大学を卒業後、建設会社に勤めていて、本州と四国今治を結ぶ「しまなみ海道」の橋の建設に携わった。その時、今治に住んだことがあったが、まさか今治に永住することになるとは夢にも思わなかった、という。というのは、もともとは北海道出身。東京勤務に戻った後、たまたま知り合った女性が今治出身で、結婚することになったが、その段になって後継ぎがいない老舗タオルメーカーの令嬢であることを知ったという。計らずも婿養子として社長を引き受けることになった。

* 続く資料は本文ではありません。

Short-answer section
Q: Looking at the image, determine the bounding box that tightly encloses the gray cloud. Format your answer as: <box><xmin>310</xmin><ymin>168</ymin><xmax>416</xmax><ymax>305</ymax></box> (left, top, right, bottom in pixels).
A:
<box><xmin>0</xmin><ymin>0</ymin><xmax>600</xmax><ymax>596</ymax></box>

今でこそ、今治タオルはブランドの再構築に成功して底入れしているが、当時はまさにどん底。楠橋社長は芸能人のイベント用のタオルなど特注品に力を入れるなど、新風を吹き込んだ。社員の制服も一新、反対を押し切ってデニムの上下に変えたが、これも少しでも若い人たちを引き寄せたいという楠橋社長のアイデアだった。もちろん、今の仕事にやりがいを感じている。
「cocoroe」を手にする子どもたちの人生にも、どんな「巡り合わせ」が待っているか分からない。世の中にはいろんな仕事があり、そこでいきいきと働く人たちがいることを早いうちに知れば、そこに子どもたちの可能性はさらに広がる。地元の企業に目を向ける若者が増えれば、地元の経済活性化の一翼を担う人材になっていくかもしれない。
そんな「cocoroe」の思いが、ここへきて、大きく飛躍しようとしている。日本地域情報振興協会が主催する「日本タウン誌・フリーペーパー大賞」で、17年に第1回内閣府地方創生推進事務局長賞を受賞したのだ。それを機に同様の取り組みが広がり、埼玉版と東京版も発行にこぎつけた。
人生を大きく変えることになるかもしれないフリーペーパーは、今後も全国へと広がっていくことだろう。